「坊ちゃん、いいっすよ。自分がやりますから。」
ポットに急須を近付ける千治が首を傾げた。
「何で、お前がやるんだ。怪我してる奴は寝てろ。」
「いや、坊ちゃんにそんなことさせれませんから。」
「いいから、寝てろ。」
「坊ちゃん、駄目っす。」
「そんなの知らねぇ。
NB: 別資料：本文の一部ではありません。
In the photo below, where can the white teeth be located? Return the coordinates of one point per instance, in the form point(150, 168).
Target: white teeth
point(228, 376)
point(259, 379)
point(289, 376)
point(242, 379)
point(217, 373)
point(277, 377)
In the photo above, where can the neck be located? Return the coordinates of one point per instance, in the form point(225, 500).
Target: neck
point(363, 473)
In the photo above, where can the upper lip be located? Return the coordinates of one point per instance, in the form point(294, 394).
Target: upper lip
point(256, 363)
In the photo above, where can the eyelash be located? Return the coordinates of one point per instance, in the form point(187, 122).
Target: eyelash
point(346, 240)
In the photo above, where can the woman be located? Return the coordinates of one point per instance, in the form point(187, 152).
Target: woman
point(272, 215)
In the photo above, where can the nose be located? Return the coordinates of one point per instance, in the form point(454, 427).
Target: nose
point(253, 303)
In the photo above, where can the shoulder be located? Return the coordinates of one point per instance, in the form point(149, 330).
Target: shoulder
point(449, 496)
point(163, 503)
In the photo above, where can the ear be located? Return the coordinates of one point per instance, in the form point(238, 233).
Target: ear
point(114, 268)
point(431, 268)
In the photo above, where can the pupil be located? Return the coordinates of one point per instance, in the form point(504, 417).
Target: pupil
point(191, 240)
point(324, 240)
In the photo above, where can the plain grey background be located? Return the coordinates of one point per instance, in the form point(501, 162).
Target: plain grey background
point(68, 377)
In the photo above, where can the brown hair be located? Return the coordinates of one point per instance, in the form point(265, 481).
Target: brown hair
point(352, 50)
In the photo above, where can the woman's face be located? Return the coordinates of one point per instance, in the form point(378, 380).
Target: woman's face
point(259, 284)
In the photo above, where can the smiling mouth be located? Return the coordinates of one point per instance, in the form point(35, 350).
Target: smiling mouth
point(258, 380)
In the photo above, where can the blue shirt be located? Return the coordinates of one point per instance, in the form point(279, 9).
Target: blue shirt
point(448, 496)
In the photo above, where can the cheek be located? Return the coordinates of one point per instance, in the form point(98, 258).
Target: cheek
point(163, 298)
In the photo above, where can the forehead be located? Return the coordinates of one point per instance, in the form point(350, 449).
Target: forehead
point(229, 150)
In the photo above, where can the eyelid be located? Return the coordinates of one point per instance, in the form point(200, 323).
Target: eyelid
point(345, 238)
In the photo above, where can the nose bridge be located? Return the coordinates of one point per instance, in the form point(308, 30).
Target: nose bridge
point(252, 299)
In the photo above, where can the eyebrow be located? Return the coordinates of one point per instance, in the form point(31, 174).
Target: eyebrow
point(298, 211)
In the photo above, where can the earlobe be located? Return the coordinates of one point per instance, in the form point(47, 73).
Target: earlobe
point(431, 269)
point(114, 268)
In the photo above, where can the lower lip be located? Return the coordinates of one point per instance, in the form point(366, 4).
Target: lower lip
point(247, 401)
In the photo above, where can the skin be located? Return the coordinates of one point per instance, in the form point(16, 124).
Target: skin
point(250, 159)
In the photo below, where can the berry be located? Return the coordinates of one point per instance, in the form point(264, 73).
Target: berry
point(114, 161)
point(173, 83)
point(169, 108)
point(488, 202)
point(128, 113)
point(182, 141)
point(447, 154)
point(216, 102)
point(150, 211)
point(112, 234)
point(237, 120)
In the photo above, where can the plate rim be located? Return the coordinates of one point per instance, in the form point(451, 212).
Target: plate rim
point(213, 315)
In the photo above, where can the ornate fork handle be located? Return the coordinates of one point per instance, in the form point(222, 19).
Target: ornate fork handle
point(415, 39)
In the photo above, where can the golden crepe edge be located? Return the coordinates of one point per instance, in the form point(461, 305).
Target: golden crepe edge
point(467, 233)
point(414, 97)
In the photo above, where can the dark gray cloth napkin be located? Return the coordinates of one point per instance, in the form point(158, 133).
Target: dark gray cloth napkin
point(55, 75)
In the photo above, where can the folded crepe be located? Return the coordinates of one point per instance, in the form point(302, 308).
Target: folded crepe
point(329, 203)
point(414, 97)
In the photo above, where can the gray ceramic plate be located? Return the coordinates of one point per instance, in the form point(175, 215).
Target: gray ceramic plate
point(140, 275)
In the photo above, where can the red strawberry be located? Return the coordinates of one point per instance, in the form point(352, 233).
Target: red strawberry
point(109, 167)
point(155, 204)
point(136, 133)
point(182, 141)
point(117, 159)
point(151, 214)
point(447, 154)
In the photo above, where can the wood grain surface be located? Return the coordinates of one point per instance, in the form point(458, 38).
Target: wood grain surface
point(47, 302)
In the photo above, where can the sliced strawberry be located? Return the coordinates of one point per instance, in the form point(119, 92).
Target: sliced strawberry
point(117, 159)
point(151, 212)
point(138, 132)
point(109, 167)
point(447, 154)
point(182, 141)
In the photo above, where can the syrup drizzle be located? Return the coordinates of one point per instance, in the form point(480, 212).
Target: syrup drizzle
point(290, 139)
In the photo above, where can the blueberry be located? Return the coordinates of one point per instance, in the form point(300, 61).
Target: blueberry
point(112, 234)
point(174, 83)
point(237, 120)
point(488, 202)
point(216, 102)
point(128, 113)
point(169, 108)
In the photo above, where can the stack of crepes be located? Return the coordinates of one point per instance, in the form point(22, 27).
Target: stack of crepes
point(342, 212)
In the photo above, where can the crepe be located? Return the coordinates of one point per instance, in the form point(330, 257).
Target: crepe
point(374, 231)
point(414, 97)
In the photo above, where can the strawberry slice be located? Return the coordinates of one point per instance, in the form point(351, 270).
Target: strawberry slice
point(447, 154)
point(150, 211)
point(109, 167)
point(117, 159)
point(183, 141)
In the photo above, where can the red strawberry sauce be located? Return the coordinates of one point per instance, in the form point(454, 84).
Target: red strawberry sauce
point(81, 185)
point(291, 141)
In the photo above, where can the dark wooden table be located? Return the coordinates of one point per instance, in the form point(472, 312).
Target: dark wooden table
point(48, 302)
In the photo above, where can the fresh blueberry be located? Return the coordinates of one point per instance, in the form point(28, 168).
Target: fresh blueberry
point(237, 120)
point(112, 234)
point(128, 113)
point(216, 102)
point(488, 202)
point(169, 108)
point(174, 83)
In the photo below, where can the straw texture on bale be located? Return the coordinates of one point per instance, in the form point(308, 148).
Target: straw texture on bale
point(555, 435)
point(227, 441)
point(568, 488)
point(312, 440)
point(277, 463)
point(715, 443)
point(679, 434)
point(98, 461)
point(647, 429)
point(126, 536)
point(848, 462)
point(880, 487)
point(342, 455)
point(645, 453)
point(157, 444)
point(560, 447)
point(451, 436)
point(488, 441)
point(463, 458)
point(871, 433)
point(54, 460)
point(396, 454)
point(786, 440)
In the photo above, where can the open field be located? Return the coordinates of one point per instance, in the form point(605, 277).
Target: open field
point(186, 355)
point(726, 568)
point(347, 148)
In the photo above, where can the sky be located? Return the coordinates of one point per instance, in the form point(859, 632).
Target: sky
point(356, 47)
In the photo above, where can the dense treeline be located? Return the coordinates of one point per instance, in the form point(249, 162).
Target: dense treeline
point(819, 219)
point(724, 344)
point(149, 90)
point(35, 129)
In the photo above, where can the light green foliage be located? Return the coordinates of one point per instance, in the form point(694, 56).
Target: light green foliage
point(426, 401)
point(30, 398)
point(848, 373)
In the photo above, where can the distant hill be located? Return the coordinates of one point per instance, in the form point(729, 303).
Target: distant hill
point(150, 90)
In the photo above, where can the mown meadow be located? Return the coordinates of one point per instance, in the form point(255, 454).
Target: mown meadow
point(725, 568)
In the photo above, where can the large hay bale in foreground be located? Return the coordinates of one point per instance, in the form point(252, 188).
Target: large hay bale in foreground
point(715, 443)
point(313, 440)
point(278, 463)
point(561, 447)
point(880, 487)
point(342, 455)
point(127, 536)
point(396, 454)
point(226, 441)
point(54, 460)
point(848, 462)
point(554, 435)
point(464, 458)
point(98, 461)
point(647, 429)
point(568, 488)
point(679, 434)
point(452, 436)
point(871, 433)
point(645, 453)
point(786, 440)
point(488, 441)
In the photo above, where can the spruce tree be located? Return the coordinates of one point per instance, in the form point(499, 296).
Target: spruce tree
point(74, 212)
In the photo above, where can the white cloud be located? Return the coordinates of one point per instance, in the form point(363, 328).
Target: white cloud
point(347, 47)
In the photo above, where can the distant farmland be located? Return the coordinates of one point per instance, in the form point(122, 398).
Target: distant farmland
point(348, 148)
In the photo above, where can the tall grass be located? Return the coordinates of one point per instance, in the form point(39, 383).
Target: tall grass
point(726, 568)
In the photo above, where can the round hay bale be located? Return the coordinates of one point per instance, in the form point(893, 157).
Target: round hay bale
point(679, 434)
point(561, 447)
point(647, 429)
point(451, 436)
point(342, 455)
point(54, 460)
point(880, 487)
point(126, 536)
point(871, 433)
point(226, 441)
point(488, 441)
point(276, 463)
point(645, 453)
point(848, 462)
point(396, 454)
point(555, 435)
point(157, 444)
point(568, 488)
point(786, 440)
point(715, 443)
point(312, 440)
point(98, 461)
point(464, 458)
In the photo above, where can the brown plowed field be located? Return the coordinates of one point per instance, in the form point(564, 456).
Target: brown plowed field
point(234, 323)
」
この時から千治は自分が言ったら曲げなかった。
「そっちの目見えなくなるのか?」
ふとした瞬間、千治が怪我をした方の目に
視線を向けていて気まづくなった。
気付かなかった、この部屋に入ってから何度か
そうしている千治が居た。
包帯をしている今は傷がどの程度のものか分からない。
だが、見苦しいものであることは何となく分かる。
「どうですかね?」
失明する可能性があると医者は言った。
それを聞いても何とも思わなかった。
生きているだけで奇跡に近かったはずだ。
「見えなくなるんだな?」
「坊ちゃんが気にすることではないっすよ。
それよりケーキ食べないんっすか?」
「・・・・食べる。」
それから、1週間千治が顔を出すことはなかった。
小学生だし、俺のようなヤツに構ってるほど
暇でもなかっただろうからあまり気にすることでも
なかったんだろうけど、多少は寂しくも感じた。
「矢部、ここのモンブランがうめぇんだ。」
「稜さん、毎回いろんな種類のケーキを・・・」
この人、顔に見合ってない。
「しっかり、食えよ。そろそろ退院だって話だろ?」
「へい、世話になりました。」
「何言ってんだ、これからは俺の家族だ。
しっかり、働いてくれよ?」
「稜さんのためならどんなことでもしますよ。」
「ハハッ、そりゃ頼もしいな。」
稜さんはそれから世間話をすると医者が来て、
左目に巻かれた包帯を取った。
鏡を見ると一筋の傷が残されていた。
左目はまだ開けられそうになかった。
稜さんの視線が気になったが、醜い自分が
どうも恥ずかしくて消えてしまいたくなった。